Diffusion derivatives suffix (`dwi`, `model`, `mdp`, `mfp`, etc.)

oesteban commented 1 year ago

Partly replaces #55 - I believe it would be beneficial to first settle the suffix/suffices and then think about entities. This builds on the discussions had during the recent BIDS Workshop.

Undecided about this issue, I went back to the definition of the suffix in the common principles of BIDS:

suffix - an alphanumeric value, located after the key-value_ pairs (thus after the final _), right before the File extension, for example, it is eeg in sub-05_task-matchingpennies_eeg.vhdr.

Which is clearly open-ended. However, a little before suffix we find Modality:

Modality - the category of brain data recorded by a file. For MRI data, different pulse sequences are considered distinct modalities, such as T1w, bold or dwi. For passive recording techniques, such as EEG, MEG or iEEG, the technique is sufficiently uniform to define the modalities eeg, meg and ieeg. When applicable, the modality is indicated in the suffix. The modality may overlap with, but should not be confused with the data type.

I acknowledge that When applicable, the modality is indicated in the suffix. can be interpreted in many ways. Still, in my opinion, _model and similar suffices should be avoided as they don't say anything about the modality of the stored data.
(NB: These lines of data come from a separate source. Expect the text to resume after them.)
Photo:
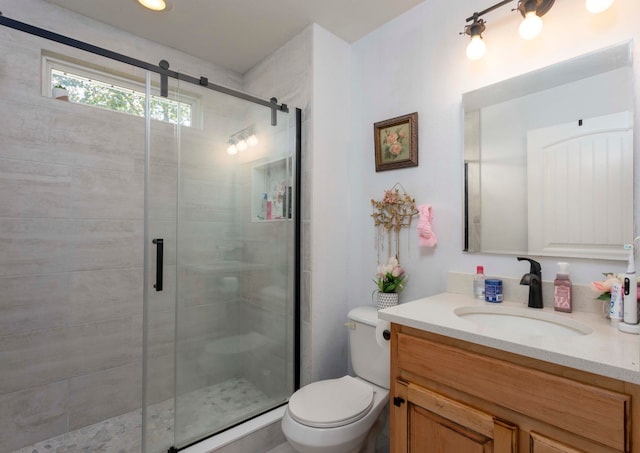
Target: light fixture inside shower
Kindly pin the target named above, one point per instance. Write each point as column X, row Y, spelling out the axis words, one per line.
column 530, row 27
column 155, row 5
column 242, row 140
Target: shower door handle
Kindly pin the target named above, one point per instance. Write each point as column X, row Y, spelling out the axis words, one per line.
column 159, row 260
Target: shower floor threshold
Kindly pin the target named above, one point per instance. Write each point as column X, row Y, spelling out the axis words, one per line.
column 123, row 433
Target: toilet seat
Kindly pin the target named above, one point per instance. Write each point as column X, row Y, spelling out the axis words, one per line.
column 331, row 403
More arguably, I believe we cannot say these are dwi data anymore (although, considering the introduction of the BIDS-Derivatives spec dwi actually seems applicable in this case).

I think mdp and mfp are in the right direction. They talk about the modality (loosely, a T1w would also be a parameter), but every neuroimager would understand that a parameter map is an N-D outcome of fitting some model (or derivation thereof). Another big plus of this line is the potential to be adopted by other imaging and non-imaging modalities.

However, I don't see the differentiation between mdp and mfp -- after all, (i) whether they are a result of the fit or some derivation from the result of the fit does not change their nature of being parameters; and (ii) I think the distinction is a matter of provenance, for which there are some vague prescriptions already "passed" within BIDS-Derivatives. I will open a new issue to describe my point about (ii), which can help with the problem of double inheritance.

In addition to the above, mdp and mfp, have model in them, limiting the interpretation of these parameters (if they are understood as a modality in the context of derivatives).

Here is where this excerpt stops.